A media noche, nueva parada y nuevo inquilino que ocupa la cuarta litera. Al entrar y sentir el calor, el personaje vuelve a subir la ventana. Del calor hemos pasado a una fresca temperatura que obliga a taparse. Por fin dormimos.
El WC huele menos de lo que me temía. Algo bueno tiene que tener que el aire se cuele por todos los sitios. Un retrete metálico con agujero directo a la vía, un cubo al lado, y un suelo encharcado, constituyen nuestro aliviadero móvil. La otra opción sugerida por Jorge de abrir la puerta del vagón y colgarse, probablemente no hubiese funcionado. Casi seguro que los asideros de la escalera se hubiesen soltado.
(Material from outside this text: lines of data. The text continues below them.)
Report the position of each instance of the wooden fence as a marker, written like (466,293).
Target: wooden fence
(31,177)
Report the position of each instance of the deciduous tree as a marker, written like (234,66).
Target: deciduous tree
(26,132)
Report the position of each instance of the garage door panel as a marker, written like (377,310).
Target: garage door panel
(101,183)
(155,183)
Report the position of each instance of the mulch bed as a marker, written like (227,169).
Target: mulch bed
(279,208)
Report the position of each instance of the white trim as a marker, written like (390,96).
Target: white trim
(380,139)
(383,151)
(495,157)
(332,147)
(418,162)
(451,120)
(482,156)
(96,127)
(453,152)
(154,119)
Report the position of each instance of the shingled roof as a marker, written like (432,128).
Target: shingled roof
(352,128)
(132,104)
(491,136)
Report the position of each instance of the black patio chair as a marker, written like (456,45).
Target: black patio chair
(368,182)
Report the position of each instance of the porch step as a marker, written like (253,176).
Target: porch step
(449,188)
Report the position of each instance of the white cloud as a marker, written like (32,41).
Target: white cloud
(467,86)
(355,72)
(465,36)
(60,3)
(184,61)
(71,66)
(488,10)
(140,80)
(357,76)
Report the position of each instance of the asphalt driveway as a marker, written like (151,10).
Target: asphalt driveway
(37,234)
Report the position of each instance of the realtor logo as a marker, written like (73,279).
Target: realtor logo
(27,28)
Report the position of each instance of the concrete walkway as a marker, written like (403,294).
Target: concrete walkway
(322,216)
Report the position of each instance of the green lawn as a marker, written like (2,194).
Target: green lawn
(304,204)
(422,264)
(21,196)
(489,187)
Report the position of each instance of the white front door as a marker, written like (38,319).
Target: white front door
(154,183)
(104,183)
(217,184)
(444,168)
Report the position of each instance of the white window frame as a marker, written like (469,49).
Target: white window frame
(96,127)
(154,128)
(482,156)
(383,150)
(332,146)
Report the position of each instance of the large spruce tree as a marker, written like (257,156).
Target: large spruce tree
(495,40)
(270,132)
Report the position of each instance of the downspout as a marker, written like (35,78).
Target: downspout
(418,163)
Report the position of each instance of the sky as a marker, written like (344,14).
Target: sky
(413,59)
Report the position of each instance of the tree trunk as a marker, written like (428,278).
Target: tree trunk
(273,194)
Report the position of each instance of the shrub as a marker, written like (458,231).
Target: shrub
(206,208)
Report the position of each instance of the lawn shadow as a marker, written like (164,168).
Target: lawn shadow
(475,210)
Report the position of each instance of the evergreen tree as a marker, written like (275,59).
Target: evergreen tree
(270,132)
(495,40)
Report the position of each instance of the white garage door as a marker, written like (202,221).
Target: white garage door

Un chaval que viene del vagón restaurante nos ofrece el desayuno. Té y un plato de tortilla con dos salchichas y pan embadurnado de mantequilla, son nuestro primer festín. Jorge, que no ha pasado muy buena noche, prefiere acompañar el trozo de tortilla con una barrita energética. Las salchichas salen despedidas por la ventana para los animalitos del campo. Sin embargo, el té está delicioso con un buen punto de cardamomo.
Después de desayunar me doy un paseo por los vagones de segunda clase. Para ello hay que pasar por el vagón restaurante, lo que me confirma que hoy haré una dieta de barritas. Los vagones se han quedado casi vacios. Toda la multitud de gente que subió en Ifakara ha debido descender en otra estación durante la noche. Ahora sólo queda lo que parece un campo de batalla. Todo está roto, no hay cristales en las ventanas y algunos de los que quedan están partidos. A las butacas ya casi no le quedan la gomaespuma y a las puertas del exterior les faltan las cerraduras, por lo que el ruido del continuo golpeteo es infernal.
Los que quedan en los vagones muestran el cansancio de la noche. Mujeres de la tribu Samburu con sus telas y agujeros en los lóbulos de las orejas, madres intentando consolar a sus hijos, hombres pegados contra las mesitas… Sin embargo, todos contentos por poder viajar.
El ritmo del tren permite disfrutar del verde paisaje y de los cielos, espectaculares en esta estación del año. Todo fluye a un ritmo lento y armonioso. Puede que la mejor manera de ver y sentir África.
El día pasa y nos acercamos a la frontera con Zambia. Los cambiadores de divisa se pasean por el tren intentando comprar dólares al tiempo que otros se suben al vagón en marcha llenando los pasillos de gente queriendo entrar en Zambia.
Es de noche y llevamos casi una hora parados en una estación. Una policía de inmigración zambiana abre nuestra puerta y nos pide los pasaportes para expedir el visado y pedirnos los 50 dólares. Atrás queda Tanzania.